A successful response will be indicated by HTTP response code 200. This returns a JSON structure similar to that shown. A failure will generally return a 40x code depending on the error involved. We describe error codes, the associated conditions and possible solutions in the API documentation.

Java Example

Below we provide the code required to contact the search endpoint and submit a simple query


		// the endpoint 
		String ENDPOINT = "https://api.zenark.com/v1/search";

		String rawQuery = "t:Beyonce t:shakira";

		// important to encode the query string;  particularly when it contains characters such as the :
		String encodedQuery = URLEncoder.encode(rawQuery, "UTF-8");
		
		// construct our URL 
		URL url = new URL(ENDPOINT + "?q=" + encodedQuery);

		HttpsURLConnection httpURLConnection = (HttpsURLConnection) url.openConnection();

		// Set our authorisation header using the appropriate APIKEY 
		httpURLConnection.setRequestProperty("authorization", "ApiKey  000000000000");
		
		// the HTTP status code 
		int httpResponseCode = httpURLConnection.getResponseCode();
		
		// status == 200
		if (httpResponseCode == HttpURLConnection.HTTP_OK) {

			// Read the JSON response object 
			// This can be parsed using any JSON compliant library 
			try (BufferedReader r = new BufferedReader(new InputStreamReader(httpURLConnection.getInputStream()))) {

				String line;

				while ((line = r.readLine()) != null) {

					System.out.println(line);
				}

			}

		} else {


			// handle unexpected response 

		}

			    	

Query API

We've already encountered the q parameter provided as part of the HTTP request. The table shows other parameters available with the search endpoint.

Parameter Name Notes
q query The query string as a URLEncoded object. A full description of the query syntax is provided below.
offset offset Allows pagination of results by 'fast-forwarding' to the specified item. The value should be a valid ZENARK document id.
limit limit Specify the maximum number of items returned by a search. The default value is 100.
id identifier A user defined identifier to allow tracing of search. Useful for debug purposes.

Search syntax

By default, a search will:

  • search the text fields in a document which are the title (t) and body (b)
  • use a default AND conjunction for the query
  • order the return documents using the apparent date of publication
  • Supported syntax

    syntax example notes
    term beyonce Matches documents containing the single term in default text fields. The default text fields are t (Title) and b (Body).
    "phrase" "beyonce knowles" Matches documents containing the exact phrase.
    term1 term2 beyonce shakira Returned documents MUST contain both terms in text fields. Terms default to AND conjunction comparisons.
    term1 OR term2 beyonce OR shakira Returns documents containing any of the specified terms.
    -term1 beyonce -shakira Removes documents containing the negated term. An expession containing a - operator must include other terms that return documents.
    field:"phrase" field:term t:shakira Search the title field for the specified term. Text fields are t (title) b body. See full list of fields below.
    phrase~proximity "beyonce shakira"~10 Search words occuring within a specific proximity. Our example returns matches when the terms are within 10 words of each other.
    date:[start TO end] pd:[20210101 TO 20210105] A range search can be applied to date fields. Two date fields are stored. The first processed date dd and the date the document was apparently published pd. Our example shows a search using the published date. Dates are represented using the YYYYMMDD format.
    keyfield:value r:ie Matches documents with a specific key field value. Key fields include r (region), d (domain). It is frequently useful to combine key fields using an OR clause. Results can be restricted to UK or Irish publications uses an OR clause on region (r:uk OR r:ie).
    (clauseA) (clauseB) (shakira OR beyonce) (d:bbc.com OR d:nytimes.com OR d:guardian.co.uk) Allows the construction of a nested or sub-query. Bracketed items are evaluated first. Our example searches titles from a small set of three publications by using the d domain key field.
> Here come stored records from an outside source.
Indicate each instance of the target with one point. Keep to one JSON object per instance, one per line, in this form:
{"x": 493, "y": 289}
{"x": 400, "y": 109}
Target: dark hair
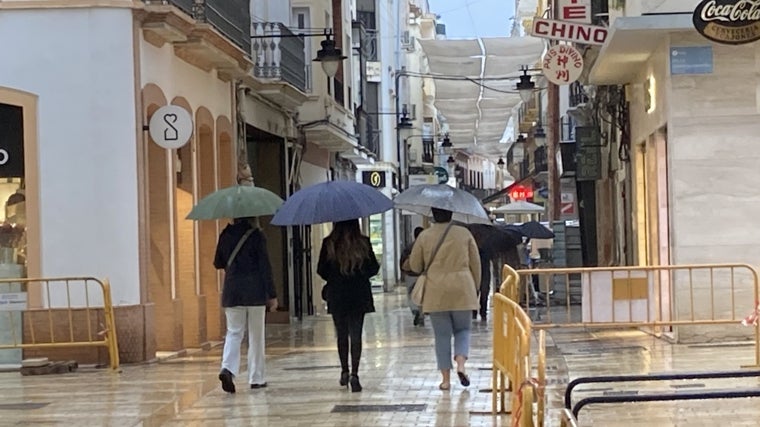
{"x": 441, "y": 215}
{"x": 347, "y": 246}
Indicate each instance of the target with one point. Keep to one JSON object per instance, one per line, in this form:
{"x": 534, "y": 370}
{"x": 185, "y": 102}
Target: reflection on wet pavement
{"x": 399, "y": 378}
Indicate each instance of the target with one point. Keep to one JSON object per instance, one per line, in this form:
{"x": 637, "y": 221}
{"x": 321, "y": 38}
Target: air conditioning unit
{"x": 407, "y": 41}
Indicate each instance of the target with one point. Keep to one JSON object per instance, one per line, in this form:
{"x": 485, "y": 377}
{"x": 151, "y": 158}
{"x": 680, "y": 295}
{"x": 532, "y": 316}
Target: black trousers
{"x": 348, "y": 328}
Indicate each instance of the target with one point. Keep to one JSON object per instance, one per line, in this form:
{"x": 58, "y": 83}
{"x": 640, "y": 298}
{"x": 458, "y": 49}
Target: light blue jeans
{"x": 446, "y": 324}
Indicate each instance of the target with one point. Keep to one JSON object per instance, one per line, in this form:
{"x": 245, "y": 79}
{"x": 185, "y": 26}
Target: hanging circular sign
{"x": 728, "y": 21}
{"x": 562, "y": 64}
{"x": 171, "y": 126}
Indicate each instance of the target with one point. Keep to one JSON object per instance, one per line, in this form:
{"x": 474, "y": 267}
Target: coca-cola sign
{"x": 728, "y": 21}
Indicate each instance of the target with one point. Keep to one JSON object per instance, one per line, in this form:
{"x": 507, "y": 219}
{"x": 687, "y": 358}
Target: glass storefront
{"x": 12, "y": 226}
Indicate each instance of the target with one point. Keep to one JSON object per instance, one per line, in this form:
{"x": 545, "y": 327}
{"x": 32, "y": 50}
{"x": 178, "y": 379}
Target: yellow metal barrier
{"x": 641, "y": 296}
{"x": 568, "y": 420}
{"x": 540, "y": 391}
{"x": 55, "y": 313}
{"x": 511, "y": 349}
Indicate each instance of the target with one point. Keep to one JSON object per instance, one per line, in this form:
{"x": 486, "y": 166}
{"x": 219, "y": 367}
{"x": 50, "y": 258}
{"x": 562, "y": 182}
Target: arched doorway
{"x": 161, "y": 291}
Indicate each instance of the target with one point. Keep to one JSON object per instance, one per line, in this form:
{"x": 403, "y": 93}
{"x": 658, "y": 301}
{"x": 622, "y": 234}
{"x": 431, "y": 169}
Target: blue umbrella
{"x": 331, "y": 201}
{"x": 532, "y": 230}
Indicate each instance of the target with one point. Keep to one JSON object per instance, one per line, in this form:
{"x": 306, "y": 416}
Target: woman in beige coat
{"x": 451, "y": 290}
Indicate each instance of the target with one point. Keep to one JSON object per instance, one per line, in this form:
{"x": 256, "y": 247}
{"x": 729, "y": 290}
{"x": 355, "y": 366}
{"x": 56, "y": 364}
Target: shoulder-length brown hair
{"x": 347, "y": 246}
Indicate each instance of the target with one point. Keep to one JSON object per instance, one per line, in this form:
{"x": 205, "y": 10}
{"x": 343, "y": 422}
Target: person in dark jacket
{"x": 346, "y": 263}
{"x": 248, "y": 291}
{"x": 485, "y": 284}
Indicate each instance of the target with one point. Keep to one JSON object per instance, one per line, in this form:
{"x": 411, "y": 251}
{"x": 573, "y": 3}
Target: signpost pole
{"x": 552, "y": 143}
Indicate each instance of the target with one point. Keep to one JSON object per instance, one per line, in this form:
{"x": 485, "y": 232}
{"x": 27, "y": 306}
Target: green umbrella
{"x": 238, "y": 201}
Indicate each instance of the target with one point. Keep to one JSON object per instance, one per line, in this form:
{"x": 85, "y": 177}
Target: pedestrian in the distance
{"x": 449, "y": 256}
{"x": 248, "y": 292}
{"x": 346, "y": 263}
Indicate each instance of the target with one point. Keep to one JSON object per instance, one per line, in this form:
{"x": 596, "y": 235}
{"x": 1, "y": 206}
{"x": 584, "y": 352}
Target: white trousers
{"x": 237, "y": 318}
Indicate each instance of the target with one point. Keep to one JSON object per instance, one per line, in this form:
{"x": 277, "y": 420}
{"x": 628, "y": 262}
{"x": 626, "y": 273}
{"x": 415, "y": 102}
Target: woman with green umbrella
{"x": 248, "y": 283}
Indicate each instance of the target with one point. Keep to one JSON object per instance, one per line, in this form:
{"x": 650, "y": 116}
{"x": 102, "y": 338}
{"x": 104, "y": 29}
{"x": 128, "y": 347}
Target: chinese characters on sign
{"x": 569, "y": 31}
{"x": 575, "y": 10}
{"x": 562, "y": 64}
{"x": 520, "y": 192}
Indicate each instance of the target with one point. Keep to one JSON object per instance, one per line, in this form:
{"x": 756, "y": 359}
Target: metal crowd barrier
{"x": 661, "y": 396}
{"x": 512, "y": 364}
{"x": 56, "y": 313}
{"x": 656, "y": 297}
{"x": 568, "y": 419}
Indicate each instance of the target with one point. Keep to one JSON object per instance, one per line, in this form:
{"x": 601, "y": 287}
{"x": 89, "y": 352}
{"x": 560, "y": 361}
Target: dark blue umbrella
{"x": 532, "y": 230}
{"x": 331, "y": 201}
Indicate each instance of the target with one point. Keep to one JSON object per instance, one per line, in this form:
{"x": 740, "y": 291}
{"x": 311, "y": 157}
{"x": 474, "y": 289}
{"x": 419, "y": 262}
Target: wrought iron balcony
{"x": 428, "y": 150}
{"x": 540, "y": 161}
{"x": 369, "y": 133}
{"x": 230, "y": 17}
{"x": 279, "y": 55}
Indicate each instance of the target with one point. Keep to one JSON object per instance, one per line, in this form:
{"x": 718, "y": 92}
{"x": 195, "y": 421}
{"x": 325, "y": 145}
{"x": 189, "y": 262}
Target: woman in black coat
{"x": 248, "y": 291}
{"x": 346, "y": 263}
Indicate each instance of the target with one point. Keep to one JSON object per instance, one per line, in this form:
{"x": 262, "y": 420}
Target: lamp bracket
{"x": 325, "y": 32}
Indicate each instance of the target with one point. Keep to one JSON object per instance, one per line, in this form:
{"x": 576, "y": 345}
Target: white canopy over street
{"x": 478, "y": 111}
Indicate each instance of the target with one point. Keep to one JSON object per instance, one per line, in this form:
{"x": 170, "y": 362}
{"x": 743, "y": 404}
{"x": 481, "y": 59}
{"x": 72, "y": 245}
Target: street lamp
{"x": 404, "y": 122}
{"x": 539, "y": 136}
{"x": 330, "y": 56}
{"x": 525, "y": 86}
{"x": 448, "y": 147}
{"x": 451, "y": 165}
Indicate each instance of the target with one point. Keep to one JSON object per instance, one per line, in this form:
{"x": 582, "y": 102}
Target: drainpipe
{"x": 244, "y": 171}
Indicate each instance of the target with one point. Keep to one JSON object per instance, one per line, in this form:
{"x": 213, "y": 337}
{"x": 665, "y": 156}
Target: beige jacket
{"x": 454, "y": 277}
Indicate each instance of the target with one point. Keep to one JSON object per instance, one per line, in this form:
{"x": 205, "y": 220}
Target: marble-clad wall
{"x": 714, "y": 175}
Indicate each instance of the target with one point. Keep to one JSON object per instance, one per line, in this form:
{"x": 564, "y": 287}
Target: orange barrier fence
{"x": 512, "y": 364}
{"x": 656, "y": 297}
{"x": 56, "y": 313}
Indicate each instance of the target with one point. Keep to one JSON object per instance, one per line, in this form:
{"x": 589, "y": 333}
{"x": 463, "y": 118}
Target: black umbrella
{"x": 531, "y": 230}
{"x": 494, "y": 239}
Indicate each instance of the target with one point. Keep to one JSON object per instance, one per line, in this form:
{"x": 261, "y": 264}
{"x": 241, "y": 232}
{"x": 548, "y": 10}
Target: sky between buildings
{"x": 475, "y": 18}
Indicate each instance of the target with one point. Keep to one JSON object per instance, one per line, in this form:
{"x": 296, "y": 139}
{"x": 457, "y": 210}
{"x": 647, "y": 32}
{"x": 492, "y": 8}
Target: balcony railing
{"x": 339, "y": 94}
{"x": 369, "y": 135}
{"x": 539, "y": 160}
{"x": 428, "y": 150}
{"x": 230, "y": 17}
{"x": 278, "y": 54}
{"x": 369, "y": 44}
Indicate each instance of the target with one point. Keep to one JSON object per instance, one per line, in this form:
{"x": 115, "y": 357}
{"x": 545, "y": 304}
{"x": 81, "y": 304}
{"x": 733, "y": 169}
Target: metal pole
{"x": 400, "y": 150}
{"x": 552, "y": 137}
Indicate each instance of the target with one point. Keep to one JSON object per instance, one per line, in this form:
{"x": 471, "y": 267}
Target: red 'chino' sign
{"x": 569, "y": 31}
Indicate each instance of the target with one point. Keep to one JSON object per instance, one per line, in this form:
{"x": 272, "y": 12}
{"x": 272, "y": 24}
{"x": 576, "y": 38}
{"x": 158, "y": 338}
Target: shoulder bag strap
{"x": 435, "y": 251}
{"x": 239, "y": 245}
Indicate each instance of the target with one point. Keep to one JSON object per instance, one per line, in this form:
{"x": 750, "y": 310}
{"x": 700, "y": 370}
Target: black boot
{"x": 355, "y": 384}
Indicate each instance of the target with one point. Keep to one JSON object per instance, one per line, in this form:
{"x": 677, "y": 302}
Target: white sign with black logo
{"x": 171, "y": 127}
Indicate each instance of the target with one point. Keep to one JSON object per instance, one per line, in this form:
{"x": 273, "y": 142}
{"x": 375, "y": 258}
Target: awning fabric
{"x": 478, "y": 115}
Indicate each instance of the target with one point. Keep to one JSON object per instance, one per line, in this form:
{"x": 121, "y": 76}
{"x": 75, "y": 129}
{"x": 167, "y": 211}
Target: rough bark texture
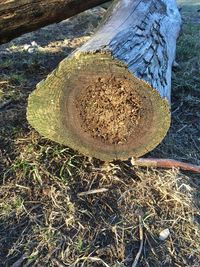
{"x": 111, "y": 98}
{"x": 21, "y": 16}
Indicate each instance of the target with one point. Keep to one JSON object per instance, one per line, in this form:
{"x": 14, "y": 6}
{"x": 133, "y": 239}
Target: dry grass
{"x": 44, "y": 221}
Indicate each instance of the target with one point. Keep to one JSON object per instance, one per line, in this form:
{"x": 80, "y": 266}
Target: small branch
{"x": 95, "y": 191}
{"x": 19, "y": 262}
{"x": 141, "y": 243}
{"x": 5, "y": 104}
{"x": 165, "y": 163}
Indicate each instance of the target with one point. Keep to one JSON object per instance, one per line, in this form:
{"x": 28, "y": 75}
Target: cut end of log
{"x": 93, "y": 104}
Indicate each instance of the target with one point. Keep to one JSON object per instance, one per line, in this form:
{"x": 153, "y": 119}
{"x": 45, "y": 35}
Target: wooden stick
{"x": 165, "y": 163}
{"x": 141, "y": 243}
{"x": 90, "y": 192}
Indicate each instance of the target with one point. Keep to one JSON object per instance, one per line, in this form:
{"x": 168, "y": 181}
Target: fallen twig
{"x": 19, "y": 262}
{"x": 5, "y": 104}
{"x": 165, "y": 163}
{"x": 141, "y": 242}
{"x": 95, "y": 191}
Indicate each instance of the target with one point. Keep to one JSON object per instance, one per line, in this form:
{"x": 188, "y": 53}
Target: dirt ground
{"x": 44, "y": 220}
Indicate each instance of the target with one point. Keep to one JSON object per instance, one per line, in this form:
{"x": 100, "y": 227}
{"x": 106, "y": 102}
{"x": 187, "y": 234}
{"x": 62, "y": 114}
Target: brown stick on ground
{"x": 165, "y": 163}
{"x": 141, "y": 243}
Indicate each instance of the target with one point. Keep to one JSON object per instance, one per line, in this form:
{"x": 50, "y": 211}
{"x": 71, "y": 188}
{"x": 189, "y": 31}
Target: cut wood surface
{"x": 21, "y": 16}
{"x": 111, "y": 98}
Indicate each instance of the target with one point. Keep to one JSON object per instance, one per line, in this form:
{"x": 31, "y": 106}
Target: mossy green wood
{"x": 132, "y": 44}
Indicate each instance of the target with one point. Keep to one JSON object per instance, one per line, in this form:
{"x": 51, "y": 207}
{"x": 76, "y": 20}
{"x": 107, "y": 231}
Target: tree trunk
{"x": 111, "y": 98}
{"x": 20, "y": 16}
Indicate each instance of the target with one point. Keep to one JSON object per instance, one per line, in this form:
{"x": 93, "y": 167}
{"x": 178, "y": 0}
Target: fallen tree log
{"x": 111, "y": 98}
{"x": 21, "y": 16}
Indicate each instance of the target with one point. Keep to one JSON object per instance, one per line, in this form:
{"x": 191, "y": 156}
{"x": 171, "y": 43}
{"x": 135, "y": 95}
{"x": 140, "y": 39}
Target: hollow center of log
{"x": 109, "y": 109}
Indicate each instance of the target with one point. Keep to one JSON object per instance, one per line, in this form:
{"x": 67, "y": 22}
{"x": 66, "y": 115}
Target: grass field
{"x": 44, "y": 220}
    The search syntax allows the selection of specific fields as part of a query. Fields generally fall into these groups:

  • Text fields such as the title or body contain multiple strings
  • String fields contain a single search text item. Examples include the domain, region or document URL.
  • Date fields are similar to numeric fields since the naturally allow a specific date or a range
  • Field Full Name Notes
    t title The title
    d page domain the domain part of the URL (ie test.com and not www.test.com). See note (3) below.
    r region the apparent region associated with the publisher of the page. See note (4) below.

    The response object

    In common with other REST style applications, the API will return a HTTP Status code indicating success or failure. To provide additional context, the response will also contain a result field (see below) that provides a more detailed indication of the response content.

    Typically an error will appear as follows. If more detailed information is available this is also included in the JSON response.

    	{
    		"result":"error", 
    		"message":"missing search string"
    	} 

    In the case of a normal response, the following is typically returned:

    	
    "size": "1320",
    "hits": "16997",
    "results": [
        {
        "ref": "BAIyRdGw5",
        "discoveredAt": "2021-05-16 18:32:15+0000",
        "source": { 
            "sid": "2711",
            "domainid": "geo.tv",
            "name": "Geo News",
            "home": "https://www.news.tv/",
            "region": "US"
            },
        "published": "2021-05-16",
        "title": "Seth Rogen hilariously recalls meeting Beyonce at Grammys",
        "summary": "Canadian-American actor Seth Rogen hilariously recalled how meeting Beyonce went wrong. The 
        			39-year-old shared on E! News\u2019 Daily Pop how he felt \u201chumiliated\u201d during a 
        			failed encounter with the iconic "    }
    } 
    

    Handling errors

    It is recommended that HTTP Status codes are used in conjunction with JSON response object to correctly handle exception conditions. This will contain a status field.

  • "result":"ok" Indicates that the request was processed and the response contains a valid search response. This will always be paired with a HTTP status code of 200.
  • "result":"authorization" The authorization result is returned with HTTP status 401 indicating an authorization problem. The detail field will indicate a precise cause of failure.
  • "result":"fail" The search provide failed to parse indicating a user level error. The error response will include a detailed reason for the failure. The HTTP status will be 400.
  • "result":"error" An error response indicates a fundamental issue with the request such as a missing query. The detail field will provide an exact cause. An error also returns HTTP status 400.
  • It should be noted that HTTP Status code 400 is frequently ambiguous indicating either a coding issue or a user level error. Coding errors "result":"error" generally relate to missing or poorly encoded parameter values. User level errors "result":"fail" include unexpected values such as a string for a date field, missing quotes or invalid field names.

    HTTP status codes

    code cause notes
    200 OK The request was received and executed. The response with be a JSON object representing the search results. See below for the structure of a successful response object
    400 Bad Request A problem parsing the request. A 400 code indicates that the URL parameters could not be processed. Commonly this is due to a missing or poorly encoded q parameter. Make sure that your URL query string is escaped correctly using URLEncode or equivalent.
    400 Parser error
    401 Authorization error This indicates that the required authorization header is missing, formatted incorrectly or the key has expired. The detail field will indicate a precise reason for failure.
    503 Service error This indicates a transient error occurred with the ZENARK service.